I numeri principali: emissioni e trasparenza
Il dato che salta più all’occhio è la riduzione del 49% delle emissioni di gas serra di tipo Scope 1 e 2, cioè quelle prodotte direttamente dall’azienda e quelle legate all’energia che consuma. A questo si affianca un -33% sulle emissioni Scope 3, la categoria più difficile da comprimere perché comprende tutta la filiera indiretta, dai fornitori al trasporto fino all’uso dei prodotti da parte dei clienti. Nel corso del 2025 Logitech dichiara di aver evitato oltre 200.000 tonnellate di CO2 equivalente grazie ai propri programmi.
Sul fronte della trasparenza, l’azienda segnala che il 100% dei prodotti rientranti nel perimetro di analisi dispone ora di uno studio sull’impronta di carbonio verificato da terzi (con una precisazione: a dicembre 2025 questo copriva il 92% delle unità effettivamente spedite, restano esclusi alcuni prodotti a basso volume). L’idea di fondo è dare ai clienti dati concreti su cui basare le proprie scelte d’acquisto, invece di limitarsi a dichiarazioni generiche.
Materiali, riparabilità e imballaggi
Sul fronte dei materiali, l’81% dei prodotti Logitech spediti a dicembre 2025 contiene plastica riciclata post-consumo. Un altro capitolo riguarda la riparabilità: la collaborazione con iFixit, la piattaforma specializzata in guide di riparazione, è stata estesa a 69 linee di prodotto con parti di ricambio e istruzioni passo passo, il triplo rispetto a due anni fa.
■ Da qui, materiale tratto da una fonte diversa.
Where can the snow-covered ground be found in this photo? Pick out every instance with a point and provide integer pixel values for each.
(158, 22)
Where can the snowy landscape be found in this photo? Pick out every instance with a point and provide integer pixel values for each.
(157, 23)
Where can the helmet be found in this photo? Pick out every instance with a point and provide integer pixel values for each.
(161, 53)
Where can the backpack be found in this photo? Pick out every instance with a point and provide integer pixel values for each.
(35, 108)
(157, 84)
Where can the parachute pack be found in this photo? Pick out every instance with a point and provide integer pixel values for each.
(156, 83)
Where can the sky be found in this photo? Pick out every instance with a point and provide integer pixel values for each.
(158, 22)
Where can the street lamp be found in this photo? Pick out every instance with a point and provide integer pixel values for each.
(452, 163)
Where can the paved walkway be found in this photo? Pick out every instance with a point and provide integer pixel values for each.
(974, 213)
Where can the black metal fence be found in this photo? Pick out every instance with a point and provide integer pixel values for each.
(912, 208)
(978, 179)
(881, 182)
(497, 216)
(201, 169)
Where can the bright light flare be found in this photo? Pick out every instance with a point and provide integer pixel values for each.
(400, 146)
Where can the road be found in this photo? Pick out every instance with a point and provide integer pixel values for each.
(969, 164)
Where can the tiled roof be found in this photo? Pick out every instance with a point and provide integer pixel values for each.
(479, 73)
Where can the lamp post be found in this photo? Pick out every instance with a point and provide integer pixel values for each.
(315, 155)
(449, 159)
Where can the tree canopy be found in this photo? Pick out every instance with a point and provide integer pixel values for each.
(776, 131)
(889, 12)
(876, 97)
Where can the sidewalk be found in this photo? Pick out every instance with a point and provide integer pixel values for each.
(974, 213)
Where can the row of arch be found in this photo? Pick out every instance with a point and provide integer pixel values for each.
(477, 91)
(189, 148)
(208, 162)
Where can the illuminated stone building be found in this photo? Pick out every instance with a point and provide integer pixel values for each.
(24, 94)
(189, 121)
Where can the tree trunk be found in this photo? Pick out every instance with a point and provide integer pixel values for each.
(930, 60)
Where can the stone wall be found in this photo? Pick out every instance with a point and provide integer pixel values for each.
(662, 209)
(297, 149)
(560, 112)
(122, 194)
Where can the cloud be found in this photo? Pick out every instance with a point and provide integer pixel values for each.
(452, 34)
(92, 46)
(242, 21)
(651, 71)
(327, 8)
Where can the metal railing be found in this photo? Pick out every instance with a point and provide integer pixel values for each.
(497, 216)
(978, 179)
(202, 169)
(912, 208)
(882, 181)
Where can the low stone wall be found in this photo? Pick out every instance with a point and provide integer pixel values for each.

Significa, in pratica, che per una fetta più ampia del catalogo diventa possibile sostituire un componente invece di buttare via l’intero dispositivo.
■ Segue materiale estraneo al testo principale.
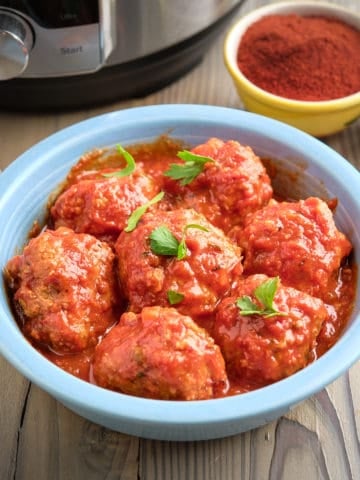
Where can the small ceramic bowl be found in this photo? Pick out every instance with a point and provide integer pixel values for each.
(314, 168)
(320, 118)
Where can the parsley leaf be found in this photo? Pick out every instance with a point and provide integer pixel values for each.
(194, 165)
(130, 164)
(175, 297)
(163, 242)
(265, 294)
(139, 212)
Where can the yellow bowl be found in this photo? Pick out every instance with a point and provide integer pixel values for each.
(317, 118)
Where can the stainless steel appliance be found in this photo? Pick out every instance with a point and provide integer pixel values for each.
(71, 53)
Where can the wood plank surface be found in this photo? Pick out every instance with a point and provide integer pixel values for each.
(40, 439)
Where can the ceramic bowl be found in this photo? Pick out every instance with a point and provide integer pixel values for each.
(317, 118)
(25, 187)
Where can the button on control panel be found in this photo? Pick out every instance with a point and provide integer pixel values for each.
(48, 43)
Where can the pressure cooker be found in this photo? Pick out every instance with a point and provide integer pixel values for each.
(74, 53)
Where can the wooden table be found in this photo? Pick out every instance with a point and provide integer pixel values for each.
(40, 439)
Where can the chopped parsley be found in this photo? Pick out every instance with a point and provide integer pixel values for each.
(139, 212)
(193, 166)
(130, 164)
(163, 242)
(265, 294)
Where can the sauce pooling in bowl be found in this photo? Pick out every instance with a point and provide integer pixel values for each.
(182, 278)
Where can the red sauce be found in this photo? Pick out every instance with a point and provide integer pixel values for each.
(211, 271)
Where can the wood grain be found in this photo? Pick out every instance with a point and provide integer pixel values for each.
(41, 439)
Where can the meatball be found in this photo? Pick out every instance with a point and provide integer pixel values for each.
(101, 206)
(261, 349)
(161, 354)
(229, 188)
(297, 241)
(64, 288)
(211, 265)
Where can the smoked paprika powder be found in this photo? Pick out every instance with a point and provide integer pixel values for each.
(312, 58)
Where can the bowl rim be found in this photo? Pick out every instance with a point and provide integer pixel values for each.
(233, 38)
(161, 413)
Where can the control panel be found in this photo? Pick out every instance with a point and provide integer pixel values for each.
(55, 38)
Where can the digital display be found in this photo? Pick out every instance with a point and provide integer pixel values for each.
(57, 13)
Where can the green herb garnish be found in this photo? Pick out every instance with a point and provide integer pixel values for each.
(174, 297)
(130, 164)
(139, 212)
(265, 294)
(194, 165)
(163, 242)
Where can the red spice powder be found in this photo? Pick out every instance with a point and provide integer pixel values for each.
(302, 58)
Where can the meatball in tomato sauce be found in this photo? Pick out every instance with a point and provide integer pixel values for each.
(234, 184)
(64, 289)
(259, 348)
(101, 206)
(212, 263)
(160, 354)
(298, 241)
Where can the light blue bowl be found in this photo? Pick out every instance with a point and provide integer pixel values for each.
(25, 186)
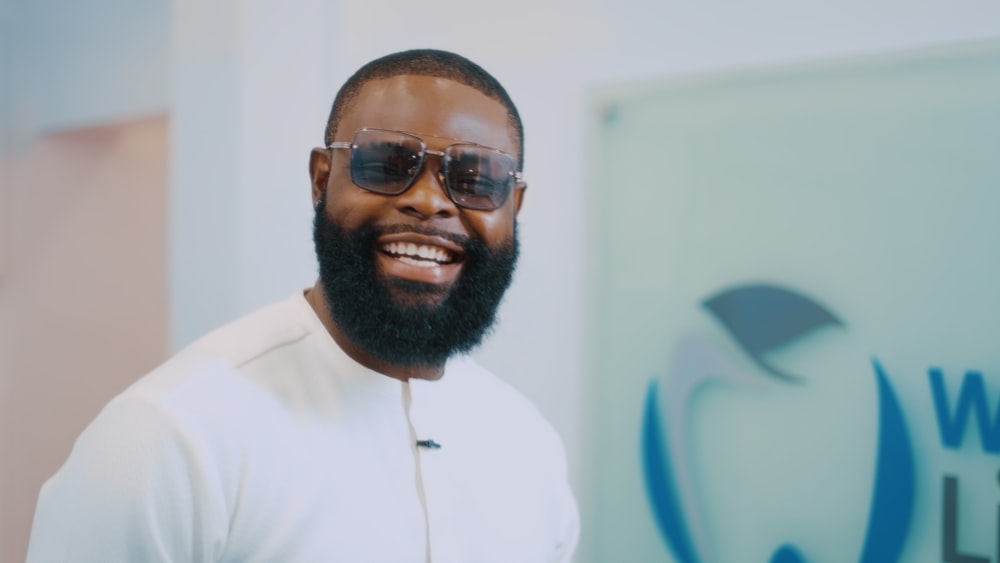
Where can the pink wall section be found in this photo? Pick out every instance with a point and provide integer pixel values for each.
(82, 295)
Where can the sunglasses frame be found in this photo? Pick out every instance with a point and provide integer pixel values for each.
(516, 175)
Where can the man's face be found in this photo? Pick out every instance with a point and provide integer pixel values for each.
(432, 273)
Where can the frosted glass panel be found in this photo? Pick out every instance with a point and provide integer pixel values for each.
(795, 314)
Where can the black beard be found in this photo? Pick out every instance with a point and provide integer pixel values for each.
(362, 303)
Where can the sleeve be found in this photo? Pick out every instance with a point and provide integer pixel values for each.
(136, 487)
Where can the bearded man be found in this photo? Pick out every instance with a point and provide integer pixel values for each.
(346, 423)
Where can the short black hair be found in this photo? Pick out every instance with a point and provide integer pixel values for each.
(425, 62)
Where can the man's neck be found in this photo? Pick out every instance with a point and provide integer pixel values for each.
(317, 300)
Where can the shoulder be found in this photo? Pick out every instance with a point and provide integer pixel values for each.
(505, 413)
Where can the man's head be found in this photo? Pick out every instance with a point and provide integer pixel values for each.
(425, 62)
(415, 276)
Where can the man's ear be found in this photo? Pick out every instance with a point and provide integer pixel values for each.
(319, 172)
(519, 196)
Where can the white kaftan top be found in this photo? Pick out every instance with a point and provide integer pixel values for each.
(264, 441)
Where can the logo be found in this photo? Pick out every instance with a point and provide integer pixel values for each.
(761, 319)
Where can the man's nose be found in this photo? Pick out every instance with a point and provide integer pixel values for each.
(427, 197)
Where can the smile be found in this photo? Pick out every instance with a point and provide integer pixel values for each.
(422, 255)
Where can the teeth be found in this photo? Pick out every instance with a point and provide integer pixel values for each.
(423, 252)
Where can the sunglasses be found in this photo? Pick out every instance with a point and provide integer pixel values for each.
(388, 162)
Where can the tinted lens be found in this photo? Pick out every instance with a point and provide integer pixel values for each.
(478, 177)
(385, 162)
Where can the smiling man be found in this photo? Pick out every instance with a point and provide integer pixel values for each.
(346, 423)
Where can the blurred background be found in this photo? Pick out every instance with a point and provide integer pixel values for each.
(153, 164)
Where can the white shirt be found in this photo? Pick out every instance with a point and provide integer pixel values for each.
(264, 441)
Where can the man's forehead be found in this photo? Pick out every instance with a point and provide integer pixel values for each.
(434, 106)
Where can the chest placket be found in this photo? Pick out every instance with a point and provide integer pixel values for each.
(417, 445)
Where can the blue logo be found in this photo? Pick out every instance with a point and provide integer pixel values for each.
(760, 319)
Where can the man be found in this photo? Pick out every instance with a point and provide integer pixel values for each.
(345, 423)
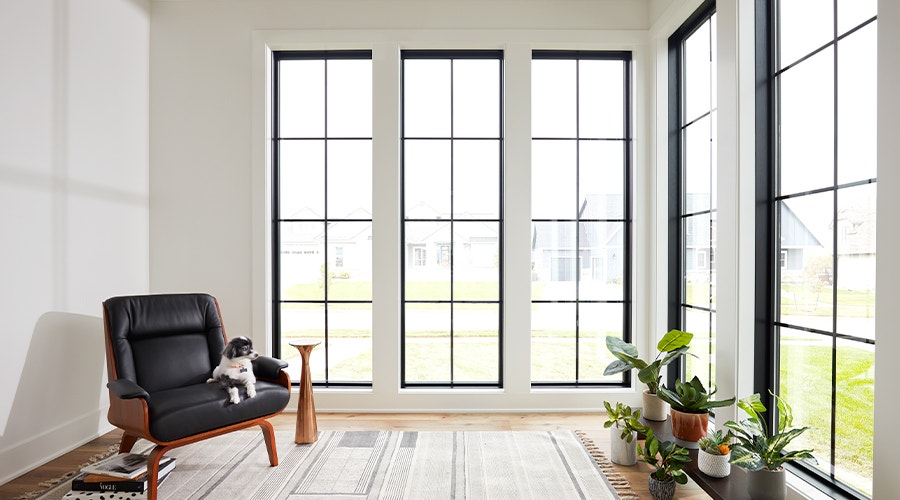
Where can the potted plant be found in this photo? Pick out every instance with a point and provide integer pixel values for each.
(763, 453)
(690, 403)
(623, 425)
(673, 344)
(715, 454)
(668, 460)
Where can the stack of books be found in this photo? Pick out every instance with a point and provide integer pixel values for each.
(119, 476)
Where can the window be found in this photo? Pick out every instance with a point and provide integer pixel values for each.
(692, 205)
(581, 214)
(322, 212)
(452, 212)
(821, 221)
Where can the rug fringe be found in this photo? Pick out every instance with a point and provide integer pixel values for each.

Anche gli imballaggi sono finiti sotto la lente: tra il 2023 e il 2025 sono state eliminate 2.500 tonnellate di materiali da imballaggio, complice la rimozione degli involucri rigidi in plastica trasparente (i cosiddetti clamshell, i blister rigidi tipici della grande distribuzione) e la riduzione del peso delle confezioni per la spedizione. A questo si aggiunge il dato sul PVC: il 55% delle linee di prodotto distribuite ne è ormai privo, contro il 44% dell’anno precedente.
Un riconoscimento esterno
Il lavoro sulla sostenibilità non passa inosservato: Logitech è stata inserita tra le prime 50 aziende della classifica World’s Most Sustainable Companies di TIME Magazine, è presente nel Dow Jones Sustainability Europe Index ed è stata indicata da Newsweek tra le World’s Greenest Companies.
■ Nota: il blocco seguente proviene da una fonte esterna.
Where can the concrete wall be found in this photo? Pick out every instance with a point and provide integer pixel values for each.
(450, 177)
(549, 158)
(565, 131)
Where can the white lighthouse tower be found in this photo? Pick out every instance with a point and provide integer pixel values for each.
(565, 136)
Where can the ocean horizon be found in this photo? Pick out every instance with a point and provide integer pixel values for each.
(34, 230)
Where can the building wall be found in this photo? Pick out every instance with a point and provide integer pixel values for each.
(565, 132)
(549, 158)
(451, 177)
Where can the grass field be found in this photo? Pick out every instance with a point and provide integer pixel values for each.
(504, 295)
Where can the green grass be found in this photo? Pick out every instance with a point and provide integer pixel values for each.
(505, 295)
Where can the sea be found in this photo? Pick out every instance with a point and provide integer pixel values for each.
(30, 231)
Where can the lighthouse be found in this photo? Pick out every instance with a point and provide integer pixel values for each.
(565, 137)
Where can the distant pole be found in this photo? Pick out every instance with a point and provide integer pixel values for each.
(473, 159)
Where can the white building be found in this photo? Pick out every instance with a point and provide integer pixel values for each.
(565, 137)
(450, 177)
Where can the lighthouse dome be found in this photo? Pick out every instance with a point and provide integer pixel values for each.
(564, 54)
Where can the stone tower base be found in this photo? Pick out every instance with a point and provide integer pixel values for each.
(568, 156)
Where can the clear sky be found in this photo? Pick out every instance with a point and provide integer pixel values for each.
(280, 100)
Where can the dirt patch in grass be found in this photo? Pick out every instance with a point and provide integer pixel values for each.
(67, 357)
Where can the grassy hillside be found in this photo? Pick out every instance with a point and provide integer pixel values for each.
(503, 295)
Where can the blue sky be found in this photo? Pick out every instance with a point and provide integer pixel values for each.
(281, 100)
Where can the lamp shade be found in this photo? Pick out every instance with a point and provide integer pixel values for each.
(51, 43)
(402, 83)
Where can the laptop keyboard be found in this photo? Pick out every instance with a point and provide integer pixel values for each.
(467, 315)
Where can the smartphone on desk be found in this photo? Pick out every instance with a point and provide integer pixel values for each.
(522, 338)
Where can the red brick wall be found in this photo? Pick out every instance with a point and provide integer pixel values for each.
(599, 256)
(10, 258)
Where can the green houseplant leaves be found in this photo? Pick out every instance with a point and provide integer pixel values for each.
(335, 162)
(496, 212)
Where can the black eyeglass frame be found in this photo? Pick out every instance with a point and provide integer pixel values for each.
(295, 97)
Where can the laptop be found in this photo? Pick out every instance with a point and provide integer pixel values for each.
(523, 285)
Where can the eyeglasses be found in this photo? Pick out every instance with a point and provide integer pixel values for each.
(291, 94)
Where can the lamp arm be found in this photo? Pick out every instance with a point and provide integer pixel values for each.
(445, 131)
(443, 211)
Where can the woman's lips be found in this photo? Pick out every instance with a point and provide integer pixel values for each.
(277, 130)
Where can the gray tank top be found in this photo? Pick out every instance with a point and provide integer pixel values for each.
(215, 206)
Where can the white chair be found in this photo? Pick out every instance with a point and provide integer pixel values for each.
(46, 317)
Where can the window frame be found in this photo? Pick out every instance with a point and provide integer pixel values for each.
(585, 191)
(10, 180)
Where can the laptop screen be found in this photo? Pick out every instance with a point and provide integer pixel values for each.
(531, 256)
Perché conta, al netto del comunicato
Hanneke Faber, CEO di Logitech, parla di un impegno che ormai dura da due decenni e che si starebbe traducendo in risultati concreti, mentre Elaine Laird, Chief People & Sustainability Officer dell’azienda, sottolinea come le analisi del ciclo di vita dei prodotti servano a orientare le scelte di design su scala industriale. Restano dichiarazioni aziendali, va detto, e come tali vanno lette: ma i numeri messi sul tavolo, dalla riduzione delle emissioni alla percentuale di plastica riciclata, offrono comunque un metro con cui valutare i progressi di anno in anno, anche quando si parla di mouse e tastiere e non di pannelli solari.